Dwa pierwsze etapy pisania, tak jak on to rozumiał, opanował do perfekcji.
1) Ukraść papier.
2) Ukraść ołówek.
Niestety, na tym się nie kończyło.
Właśnie w tej chwili zaciskał obie dłonie na końcówce ołówka, usiłując się wycofać, podczas gdy dwóch jego braci pchało go z całych sił w stronę kartki papieru przyszpilonej do ściany komnaty (był to stary rachunek za dzwonki owiec, zwędzony z farmy).

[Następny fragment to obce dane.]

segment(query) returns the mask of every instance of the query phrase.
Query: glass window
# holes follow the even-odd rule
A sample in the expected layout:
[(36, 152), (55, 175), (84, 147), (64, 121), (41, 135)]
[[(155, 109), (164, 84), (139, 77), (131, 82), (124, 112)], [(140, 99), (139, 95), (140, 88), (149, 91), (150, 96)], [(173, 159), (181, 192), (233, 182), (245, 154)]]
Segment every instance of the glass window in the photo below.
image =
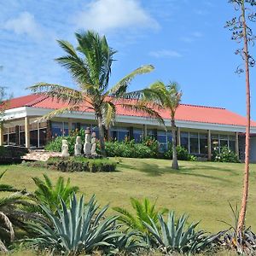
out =
[(200, 138), (200, 154), (208, 154), (208, 143), (207, 138)]
[(46, 144), (46, 128), (39, 130), (39, 143), (40, 147), (44, 147)]
[(119, 128), (118, 131), (118, 140), (123, 142), (129, 137), (129, 131), (125, 128)]
[(198, 133), (189, 133), (190, 153), (199, 154)]
[(236, 142), (235, 141), (230, 141), (230, 149), (233, 152), (236, 152)]
[(166, 131), (158, 131), (158, 132), (157, 132), (157, 141), (160, 143), (166, 143)]
[(180, 133), (180, 143), (182, 147), (189, 150), (189, 132)]
[(140, 143), (143, 137), (142, 129), (133, 129), (133, 138), (136, 143)]

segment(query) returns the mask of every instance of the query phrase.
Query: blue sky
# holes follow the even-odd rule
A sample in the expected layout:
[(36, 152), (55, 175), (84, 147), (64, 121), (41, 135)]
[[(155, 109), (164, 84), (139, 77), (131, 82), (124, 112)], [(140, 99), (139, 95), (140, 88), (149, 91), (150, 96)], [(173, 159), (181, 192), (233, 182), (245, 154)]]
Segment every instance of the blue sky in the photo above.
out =
[[(15, 96), (30, 93), (26, 88), (38, 82), (75, 87), (67, 71), (54, 61), (63, 54), (56, 39), (75, 44), (75, 32), (94, 29), (118, 50), (110, 84), (137, 67), (152, 64), (155, 70), (136, 79), (131, 90), (157, 79), (177, 81), (183, 103), (245, 115), (244, 75), (235, 73), (242, 63), (234, 54), (239, 45), (224, 28), (235, 15), (227, 2), (0, 0), (0, 84)], [(254, 69), (251, 73), (256, 119)]]

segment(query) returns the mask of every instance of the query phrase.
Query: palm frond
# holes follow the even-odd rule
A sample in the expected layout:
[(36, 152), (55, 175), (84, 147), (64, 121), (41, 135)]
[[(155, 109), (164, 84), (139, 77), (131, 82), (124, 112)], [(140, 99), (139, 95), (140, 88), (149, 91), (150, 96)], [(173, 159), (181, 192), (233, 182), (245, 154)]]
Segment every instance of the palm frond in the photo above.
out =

Reszta klanu rozsiadła się na galeriach i przyglądała z przerażeniem pomieszanym z fascynacją.
— Może powinienem podejść do tego łagodniej — protestował, wbijając się butami w klepisko. — Może wystarczyłoby, gdybym zaczął od przecinka lub kropki.
— Ty jesteś tu szefem, Rozboju, należy się więc, byś pierwszy zabrał się do pisania — oświadczyła Joanna. — Nie mogę mieć męża, który nie potrafi nawet się podpisać. Przecież ci pokazywałam, jak wyglądają litery.

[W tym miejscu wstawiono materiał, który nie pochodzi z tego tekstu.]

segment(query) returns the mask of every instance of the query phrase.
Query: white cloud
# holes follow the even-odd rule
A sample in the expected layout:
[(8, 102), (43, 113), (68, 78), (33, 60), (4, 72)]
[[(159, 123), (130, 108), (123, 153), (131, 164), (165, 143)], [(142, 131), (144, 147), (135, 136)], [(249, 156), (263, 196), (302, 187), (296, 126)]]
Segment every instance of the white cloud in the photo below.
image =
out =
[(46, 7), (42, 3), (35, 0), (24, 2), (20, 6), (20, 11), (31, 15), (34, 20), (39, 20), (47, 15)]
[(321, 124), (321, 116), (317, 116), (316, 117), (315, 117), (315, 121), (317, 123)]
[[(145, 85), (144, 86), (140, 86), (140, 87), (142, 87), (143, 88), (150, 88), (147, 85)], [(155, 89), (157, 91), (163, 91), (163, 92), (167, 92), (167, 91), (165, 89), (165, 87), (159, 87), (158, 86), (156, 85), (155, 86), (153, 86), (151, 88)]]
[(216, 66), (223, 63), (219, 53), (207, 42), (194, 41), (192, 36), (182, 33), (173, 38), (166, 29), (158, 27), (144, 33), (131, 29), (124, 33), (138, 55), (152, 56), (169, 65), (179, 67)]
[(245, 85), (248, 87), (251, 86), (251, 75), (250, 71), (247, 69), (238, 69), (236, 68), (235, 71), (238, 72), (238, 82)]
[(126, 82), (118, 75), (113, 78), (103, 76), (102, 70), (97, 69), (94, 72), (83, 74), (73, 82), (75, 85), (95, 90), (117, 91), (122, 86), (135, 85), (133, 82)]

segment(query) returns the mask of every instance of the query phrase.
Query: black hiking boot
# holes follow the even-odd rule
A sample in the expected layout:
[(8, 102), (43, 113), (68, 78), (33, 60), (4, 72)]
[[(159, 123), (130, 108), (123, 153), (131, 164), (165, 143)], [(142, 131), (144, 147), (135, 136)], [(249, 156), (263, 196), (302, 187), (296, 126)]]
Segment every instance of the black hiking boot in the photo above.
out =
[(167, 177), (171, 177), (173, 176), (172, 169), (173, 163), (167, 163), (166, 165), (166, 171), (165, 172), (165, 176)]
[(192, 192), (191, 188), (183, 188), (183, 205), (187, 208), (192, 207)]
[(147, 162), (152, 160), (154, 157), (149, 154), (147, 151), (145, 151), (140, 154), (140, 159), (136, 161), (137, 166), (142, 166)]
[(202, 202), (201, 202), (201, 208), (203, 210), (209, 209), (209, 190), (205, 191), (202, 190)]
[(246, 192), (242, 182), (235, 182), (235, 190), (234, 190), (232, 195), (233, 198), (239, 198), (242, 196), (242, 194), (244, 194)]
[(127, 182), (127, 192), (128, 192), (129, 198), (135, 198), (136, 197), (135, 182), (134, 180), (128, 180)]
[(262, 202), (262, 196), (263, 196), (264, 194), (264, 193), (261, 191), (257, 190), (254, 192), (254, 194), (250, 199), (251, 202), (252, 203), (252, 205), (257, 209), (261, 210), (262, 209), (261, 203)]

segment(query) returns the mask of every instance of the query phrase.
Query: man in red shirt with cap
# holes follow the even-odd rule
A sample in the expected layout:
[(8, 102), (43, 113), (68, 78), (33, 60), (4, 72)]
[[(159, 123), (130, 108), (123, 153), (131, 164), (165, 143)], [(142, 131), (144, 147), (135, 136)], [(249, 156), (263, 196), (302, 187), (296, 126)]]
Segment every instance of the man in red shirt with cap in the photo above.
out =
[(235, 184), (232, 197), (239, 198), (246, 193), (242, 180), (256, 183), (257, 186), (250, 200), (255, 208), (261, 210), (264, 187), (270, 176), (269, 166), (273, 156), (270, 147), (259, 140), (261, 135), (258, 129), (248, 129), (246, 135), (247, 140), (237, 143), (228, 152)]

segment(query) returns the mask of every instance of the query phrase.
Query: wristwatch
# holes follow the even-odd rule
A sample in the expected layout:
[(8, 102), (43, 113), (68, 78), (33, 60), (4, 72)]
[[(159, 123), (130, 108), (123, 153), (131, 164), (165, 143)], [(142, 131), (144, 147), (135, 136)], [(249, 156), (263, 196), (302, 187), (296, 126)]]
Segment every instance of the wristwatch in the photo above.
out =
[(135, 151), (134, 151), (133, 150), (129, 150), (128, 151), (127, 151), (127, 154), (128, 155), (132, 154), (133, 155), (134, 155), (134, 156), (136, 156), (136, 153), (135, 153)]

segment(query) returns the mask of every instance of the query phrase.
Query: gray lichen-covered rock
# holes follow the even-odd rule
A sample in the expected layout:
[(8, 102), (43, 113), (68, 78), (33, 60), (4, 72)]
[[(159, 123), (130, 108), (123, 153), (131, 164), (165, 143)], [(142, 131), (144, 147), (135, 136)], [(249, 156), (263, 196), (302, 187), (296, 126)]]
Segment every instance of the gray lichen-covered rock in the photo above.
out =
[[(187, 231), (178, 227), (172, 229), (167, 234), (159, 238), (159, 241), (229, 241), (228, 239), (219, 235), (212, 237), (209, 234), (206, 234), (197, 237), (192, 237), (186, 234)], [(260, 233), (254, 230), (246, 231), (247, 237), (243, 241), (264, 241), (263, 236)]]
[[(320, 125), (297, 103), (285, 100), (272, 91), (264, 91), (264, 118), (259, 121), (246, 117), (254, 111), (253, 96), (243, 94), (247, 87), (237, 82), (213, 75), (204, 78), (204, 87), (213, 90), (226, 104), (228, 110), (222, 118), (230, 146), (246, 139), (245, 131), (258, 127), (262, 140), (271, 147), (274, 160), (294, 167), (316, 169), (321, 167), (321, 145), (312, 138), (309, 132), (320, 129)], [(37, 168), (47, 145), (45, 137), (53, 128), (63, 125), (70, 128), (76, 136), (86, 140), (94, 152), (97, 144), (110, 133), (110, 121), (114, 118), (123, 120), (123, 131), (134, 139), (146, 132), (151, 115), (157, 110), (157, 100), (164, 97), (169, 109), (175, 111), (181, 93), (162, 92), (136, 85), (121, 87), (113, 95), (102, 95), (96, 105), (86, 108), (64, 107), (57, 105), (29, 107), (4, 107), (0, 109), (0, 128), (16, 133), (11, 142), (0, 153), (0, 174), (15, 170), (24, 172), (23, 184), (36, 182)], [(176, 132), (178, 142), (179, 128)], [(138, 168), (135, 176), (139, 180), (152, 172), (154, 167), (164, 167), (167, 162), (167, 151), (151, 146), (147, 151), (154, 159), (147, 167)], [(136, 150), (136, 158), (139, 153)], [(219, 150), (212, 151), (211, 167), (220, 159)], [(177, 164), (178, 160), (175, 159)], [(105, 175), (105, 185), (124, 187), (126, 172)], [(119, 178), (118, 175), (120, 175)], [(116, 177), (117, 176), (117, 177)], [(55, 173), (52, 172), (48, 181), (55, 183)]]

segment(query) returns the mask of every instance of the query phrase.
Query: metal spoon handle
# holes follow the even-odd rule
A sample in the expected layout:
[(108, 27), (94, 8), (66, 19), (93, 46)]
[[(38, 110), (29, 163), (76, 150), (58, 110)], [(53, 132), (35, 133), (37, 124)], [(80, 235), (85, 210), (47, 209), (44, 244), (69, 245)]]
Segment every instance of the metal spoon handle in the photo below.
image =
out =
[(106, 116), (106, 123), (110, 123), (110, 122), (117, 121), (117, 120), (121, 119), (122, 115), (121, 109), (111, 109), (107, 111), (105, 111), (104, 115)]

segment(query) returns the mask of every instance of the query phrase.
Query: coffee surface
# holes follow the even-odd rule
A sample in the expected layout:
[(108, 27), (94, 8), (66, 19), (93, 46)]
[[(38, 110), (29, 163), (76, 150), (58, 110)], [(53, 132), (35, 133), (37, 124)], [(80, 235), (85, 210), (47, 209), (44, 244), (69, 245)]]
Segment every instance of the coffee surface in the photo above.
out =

— O tak, kobieto, ohydne, pokrętne i pogarbione! — jęczał Rozbój. — Takiemu Q nigdy bym nie zawierzył. Podstępna litera dźgająca żądłem, ot co!
— Trzymaj tylko ołówek nad papierem, a ja już ci powiem, jakie znaki masz stawiać. — Joanna wyciągnęła w jego kierunku ramię.
— Ale z pisania mogą wyniknąć nieliche kłopoty — bronił się Rozbój. — To, co człowiek napisze, potrafi zaprowadzić go na stryczek!
— No, dosyć już! Przecież to dziecinnie proste! — żachnęła się jego żona. — U wielkich dzieł już maluchy potrafią robić to, czego nie umie całkiem dorosły Figiel!
— To, co jest napisane, trwa nawet po śmierci człowieka! — Rozbój machał ołówkiem, jakby odganiał złe duchy. — Nie powiesz mi, że to w porządku.
— Ach, więc ty po prostu boisz się liter, prawda? — Joanna starannie wymawiała słowa. — Jeśli tak, dobrze, dam ci spokój. Wszyscy duzi mężczyźni to w rzeczywistości tchórze. Zabierz mu ołówek, Jasiu. Nie możemy prosić, by zmierzył się ze swymi lękami.
W kopcu zapanowała całkowita cisza, gdy Głupi Jaś wyjmował ołówek z rąk swego brata. Wszystkie oczy zwrócone były na Rozbója. Jego dłoń zaciskała się i otwierała nerwowo. Wpatrywał się w pustą kartkę, oddychając ciężko. Nagle wysunął brodę do przodu.
— Twarda z ciebie kobieta, Joanno Mik Figiel! — powiedział wreszcie. Klasnął w dłonie i wyrwał ołówek z rąk Głupiego Jasia. — Daj mi to narzędzie tortur! Litery nie poznają, kto w nie wymierzył.
— Oto mój dzielny chłopak! — wykrzyknęła jego żona, gdy Rozbój pochylił się nad papierem. — Zaczynajmy więc. Pierwsza litera to R. Ta, która wygląda niczym maszerujący grubas, pamiętasz?
Zebrane praludki obserwowały, jak Rozbój, solidnie postękując, z wystawionym językiem, ciągnął ołówek po zakrętach i liniach liter. Po ukończeniu każdej z nich spoglądał w oczekiwaniu na wodzę.
— Znakomicie — powiedziała wreszcie. — Pięknie!
Rozbój zrobił krok w tył i krytycznie przyjrzał się kartce papieru.